Thursday, October 24, 2013

Questions about technology that need to be asked in Joplin, other school districts

A Los Angeles blogger asks some questions about the use of educational technology that make great fodder for thought for those of us in the Joplin R-8 School District and other districts that have taken the plunge into providing laptops or IPads to all students.

Los Angeles, of course, has had the recently publicized problem with the IPads it provided to every high school student. They were purchased primarily because they were needed to take Common Core tests, but they did not have keyboards, necessitating another expense.

The district also paid for the technology out of bond money that had been targeted for building improvements.

And it was embarrassed when word leaked out that the students had already worked their way around the blocks the district had set up to keep them off bad sites.

The blogger, Red Queen in LA asks the following questions:

  • If the ipads stay in the classroom, how is their distribution to be managed in any way efficiently?
  • If in the classroom, is the physical integrity of the building sufficient to ensure everyone’s and everything’s safety?
  • If staying in the classroom, does that forfeit the device’s biggest potential, as substitutes for heavy, expensive, resource-intensive textbooks?
  • If not to stay in the classroom, how will internet access be managed among “not-wired”, very poor or chaotic homes?
  • How are electronics to be harnessed for education alone and not hijacked by its social, interactive component?
  • If not in the classroom, how to reconcile bond construction monies targeted to long-term infrastructure support, with transient instruction delivery tied to non-durable goods?
  • If not in the classroom, how to manage the high turnover (purportedly up to one-third) among students of some high-poverty communities? What is the implication for device-specific instruction?
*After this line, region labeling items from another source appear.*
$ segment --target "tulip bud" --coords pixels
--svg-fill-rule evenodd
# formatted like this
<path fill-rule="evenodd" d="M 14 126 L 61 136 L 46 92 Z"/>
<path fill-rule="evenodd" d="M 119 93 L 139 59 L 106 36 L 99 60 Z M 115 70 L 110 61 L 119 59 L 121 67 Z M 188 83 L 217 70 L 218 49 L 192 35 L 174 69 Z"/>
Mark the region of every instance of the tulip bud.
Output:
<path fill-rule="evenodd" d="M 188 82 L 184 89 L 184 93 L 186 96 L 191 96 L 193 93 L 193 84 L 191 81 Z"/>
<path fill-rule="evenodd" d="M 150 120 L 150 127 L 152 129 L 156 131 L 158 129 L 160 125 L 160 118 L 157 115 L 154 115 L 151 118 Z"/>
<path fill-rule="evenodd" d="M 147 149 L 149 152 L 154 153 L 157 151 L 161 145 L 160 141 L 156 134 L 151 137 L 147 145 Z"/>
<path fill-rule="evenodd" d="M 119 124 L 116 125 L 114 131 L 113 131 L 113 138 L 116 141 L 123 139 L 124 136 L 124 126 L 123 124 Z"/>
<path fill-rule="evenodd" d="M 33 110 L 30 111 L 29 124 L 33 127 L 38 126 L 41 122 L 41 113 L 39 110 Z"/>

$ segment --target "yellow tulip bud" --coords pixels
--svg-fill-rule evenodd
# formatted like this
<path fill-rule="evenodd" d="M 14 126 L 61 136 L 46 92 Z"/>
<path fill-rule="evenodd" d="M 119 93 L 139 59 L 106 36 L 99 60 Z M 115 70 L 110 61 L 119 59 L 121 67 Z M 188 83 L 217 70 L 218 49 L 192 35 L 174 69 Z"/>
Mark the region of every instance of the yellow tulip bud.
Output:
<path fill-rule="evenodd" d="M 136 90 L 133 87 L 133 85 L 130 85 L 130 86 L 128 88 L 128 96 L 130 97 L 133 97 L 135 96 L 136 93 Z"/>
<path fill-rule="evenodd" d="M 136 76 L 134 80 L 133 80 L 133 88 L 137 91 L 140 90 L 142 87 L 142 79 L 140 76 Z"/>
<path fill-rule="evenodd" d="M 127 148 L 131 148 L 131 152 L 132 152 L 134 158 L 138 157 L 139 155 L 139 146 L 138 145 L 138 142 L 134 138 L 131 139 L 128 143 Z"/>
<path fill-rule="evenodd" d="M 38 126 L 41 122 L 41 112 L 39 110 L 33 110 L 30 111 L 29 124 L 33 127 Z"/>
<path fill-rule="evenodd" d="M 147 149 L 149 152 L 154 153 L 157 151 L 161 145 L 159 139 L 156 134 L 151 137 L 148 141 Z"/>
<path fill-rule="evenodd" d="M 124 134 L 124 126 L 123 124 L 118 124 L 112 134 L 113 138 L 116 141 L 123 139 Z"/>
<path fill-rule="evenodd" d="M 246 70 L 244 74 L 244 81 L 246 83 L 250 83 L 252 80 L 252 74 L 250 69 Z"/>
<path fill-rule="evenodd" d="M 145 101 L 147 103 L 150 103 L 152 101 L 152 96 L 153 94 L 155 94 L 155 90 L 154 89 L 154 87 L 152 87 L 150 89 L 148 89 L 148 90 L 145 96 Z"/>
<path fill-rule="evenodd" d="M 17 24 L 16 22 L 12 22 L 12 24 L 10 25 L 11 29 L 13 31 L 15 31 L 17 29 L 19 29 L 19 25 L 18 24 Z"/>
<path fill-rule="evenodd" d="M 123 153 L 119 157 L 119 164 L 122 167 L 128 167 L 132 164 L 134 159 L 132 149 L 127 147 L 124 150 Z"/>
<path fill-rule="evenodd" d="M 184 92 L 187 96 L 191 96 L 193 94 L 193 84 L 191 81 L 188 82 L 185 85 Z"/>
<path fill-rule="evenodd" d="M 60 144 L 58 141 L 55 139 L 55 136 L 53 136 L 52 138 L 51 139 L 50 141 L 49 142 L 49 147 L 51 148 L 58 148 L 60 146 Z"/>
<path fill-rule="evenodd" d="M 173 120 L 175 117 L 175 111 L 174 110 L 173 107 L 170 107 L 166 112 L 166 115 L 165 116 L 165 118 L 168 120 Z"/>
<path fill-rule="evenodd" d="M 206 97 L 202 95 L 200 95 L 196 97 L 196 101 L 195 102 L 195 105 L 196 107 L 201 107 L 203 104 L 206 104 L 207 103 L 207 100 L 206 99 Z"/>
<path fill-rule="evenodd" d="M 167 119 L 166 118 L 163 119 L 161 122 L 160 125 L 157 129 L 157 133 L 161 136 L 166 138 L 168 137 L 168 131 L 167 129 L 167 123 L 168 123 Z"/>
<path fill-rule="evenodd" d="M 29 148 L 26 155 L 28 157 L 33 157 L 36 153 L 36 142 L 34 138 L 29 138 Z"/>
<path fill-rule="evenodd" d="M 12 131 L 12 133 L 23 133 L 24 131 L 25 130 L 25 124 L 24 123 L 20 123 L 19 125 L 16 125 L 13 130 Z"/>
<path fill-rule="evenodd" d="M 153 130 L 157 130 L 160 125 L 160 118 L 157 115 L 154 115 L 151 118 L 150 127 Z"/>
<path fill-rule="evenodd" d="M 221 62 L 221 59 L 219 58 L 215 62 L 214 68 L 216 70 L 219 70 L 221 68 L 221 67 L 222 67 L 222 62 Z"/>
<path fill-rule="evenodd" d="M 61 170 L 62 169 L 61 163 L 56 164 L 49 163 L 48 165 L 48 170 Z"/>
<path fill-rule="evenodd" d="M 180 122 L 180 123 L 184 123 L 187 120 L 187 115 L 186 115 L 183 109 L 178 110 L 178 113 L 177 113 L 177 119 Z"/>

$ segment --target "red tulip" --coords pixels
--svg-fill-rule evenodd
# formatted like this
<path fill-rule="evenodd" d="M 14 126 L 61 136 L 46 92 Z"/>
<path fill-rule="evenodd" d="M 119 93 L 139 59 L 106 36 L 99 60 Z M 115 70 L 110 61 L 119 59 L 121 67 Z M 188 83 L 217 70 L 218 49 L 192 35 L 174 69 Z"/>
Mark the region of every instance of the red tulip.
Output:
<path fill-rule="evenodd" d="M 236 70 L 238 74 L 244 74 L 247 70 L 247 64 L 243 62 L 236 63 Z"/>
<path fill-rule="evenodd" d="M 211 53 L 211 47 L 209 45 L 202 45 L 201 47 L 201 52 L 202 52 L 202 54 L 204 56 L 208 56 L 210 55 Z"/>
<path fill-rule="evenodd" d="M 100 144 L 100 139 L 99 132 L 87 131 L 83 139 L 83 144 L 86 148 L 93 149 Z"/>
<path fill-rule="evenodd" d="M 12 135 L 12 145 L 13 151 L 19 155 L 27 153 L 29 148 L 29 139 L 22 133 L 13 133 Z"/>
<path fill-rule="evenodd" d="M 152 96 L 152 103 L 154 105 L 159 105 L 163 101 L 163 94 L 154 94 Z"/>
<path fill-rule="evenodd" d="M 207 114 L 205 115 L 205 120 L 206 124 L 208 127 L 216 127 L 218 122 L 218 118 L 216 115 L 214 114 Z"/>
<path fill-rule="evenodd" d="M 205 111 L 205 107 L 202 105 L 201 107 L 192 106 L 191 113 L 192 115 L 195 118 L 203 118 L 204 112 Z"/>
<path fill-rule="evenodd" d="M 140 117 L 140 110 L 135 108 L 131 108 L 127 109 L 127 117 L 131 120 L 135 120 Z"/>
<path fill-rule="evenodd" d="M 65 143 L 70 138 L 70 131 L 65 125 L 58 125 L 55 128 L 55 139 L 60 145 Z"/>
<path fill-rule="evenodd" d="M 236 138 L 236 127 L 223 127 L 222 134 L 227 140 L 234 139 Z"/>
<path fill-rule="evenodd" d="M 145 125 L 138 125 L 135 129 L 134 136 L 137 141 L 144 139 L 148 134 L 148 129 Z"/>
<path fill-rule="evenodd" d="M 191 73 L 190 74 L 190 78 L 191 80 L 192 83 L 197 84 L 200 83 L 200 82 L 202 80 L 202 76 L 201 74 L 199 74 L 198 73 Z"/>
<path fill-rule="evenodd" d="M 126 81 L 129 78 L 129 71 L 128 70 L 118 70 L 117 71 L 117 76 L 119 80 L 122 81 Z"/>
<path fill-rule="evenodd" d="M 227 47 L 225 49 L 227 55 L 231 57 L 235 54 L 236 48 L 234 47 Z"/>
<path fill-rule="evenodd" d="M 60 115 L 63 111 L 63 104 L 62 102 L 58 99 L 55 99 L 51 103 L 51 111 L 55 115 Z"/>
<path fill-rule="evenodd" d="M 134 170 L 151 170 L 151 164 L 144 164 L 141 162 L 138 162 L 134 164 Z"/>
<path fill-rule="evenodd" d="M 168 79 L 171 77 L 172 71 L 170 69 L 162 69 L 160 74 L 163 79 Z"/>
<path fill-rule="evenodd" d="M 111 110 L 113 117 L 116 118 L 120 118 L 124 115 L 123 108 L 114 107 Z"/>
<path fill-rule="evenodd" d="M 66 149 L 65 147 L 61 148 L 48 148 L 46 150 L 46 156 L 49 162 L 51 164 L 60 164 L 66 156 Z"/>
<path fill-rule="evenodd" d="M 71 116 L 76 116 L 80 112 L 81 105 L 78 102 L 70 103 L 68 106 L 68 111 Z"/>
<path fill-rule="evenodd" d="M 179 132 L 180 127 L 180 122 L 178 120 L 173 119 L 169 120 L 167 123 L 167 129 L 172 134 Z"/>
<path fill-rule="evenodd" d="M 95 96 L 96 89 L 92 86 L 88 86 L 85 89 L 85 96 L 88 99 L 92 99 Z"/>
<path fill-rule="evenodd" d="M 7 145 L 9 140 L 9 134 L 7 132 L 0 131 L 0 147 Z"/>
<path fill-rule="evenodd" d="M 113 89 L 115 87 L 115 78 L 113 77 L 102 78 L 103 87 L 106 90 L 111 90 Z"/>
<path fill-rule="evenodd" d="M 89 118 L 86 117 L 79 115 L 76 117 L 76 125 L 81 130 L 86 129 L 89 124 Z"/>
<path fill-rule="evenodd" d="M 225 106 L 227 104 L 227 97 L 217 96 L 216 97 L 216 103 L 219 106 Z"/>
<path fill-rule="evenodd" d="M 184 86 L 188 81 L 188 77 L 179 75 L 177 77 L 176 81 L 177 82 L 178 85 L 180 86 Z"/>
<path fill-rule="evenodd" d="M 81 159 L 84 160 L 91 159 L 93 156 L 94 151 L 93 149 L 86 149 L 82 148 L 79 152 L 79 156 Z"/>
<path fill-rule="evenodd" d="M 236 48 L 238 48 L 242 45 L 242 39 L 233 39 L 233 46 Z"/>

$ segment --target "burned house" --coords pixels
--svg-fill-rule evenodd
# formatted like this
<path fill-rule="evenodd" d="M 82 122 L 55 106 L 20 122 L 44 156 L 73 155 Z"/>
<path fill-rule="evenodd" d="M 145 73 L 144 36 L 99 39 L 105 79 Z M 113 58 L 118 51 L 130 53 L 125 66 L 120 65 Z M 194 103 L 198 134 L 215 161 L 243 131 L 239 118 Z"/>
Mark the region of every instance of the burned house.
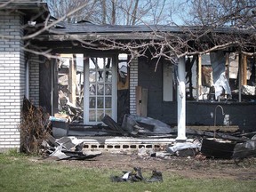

For physical disappearance of the devices?
  • When was the imperative of Common Core testing agreed upon, as it underlies the drive behind implementing the ipad program precipitously?
  • When were teachers presented an honest cost:benefit analysis toward soliciting professional input regarding utility and efficacy in educating their students???
And legions of parents point out, variously:
  • If bond monies are to be so misappropriated, how will the public ever trust a future bond measure to be managed appropriately?
  • What are the future taxpayer and spending implications of an electronics education habit?
  • Why must parents support inefficient duplication of devices within a family?
  • When did the cost of implementing one program get stacked against the hardship of precluding another? Where is the discussion, bidding, testing, evaluating, thinking and scrutinizing of true needs and practices?
  • When did ancillary, support and ongoing upgrade costs get considered as part of the deal? From security to software to obsolescence, the costs of this decision are staggering.
  • When were parents presented an honest cost:benefit analysis toward soliciting parental input regarding utility and efficacy in educating their child???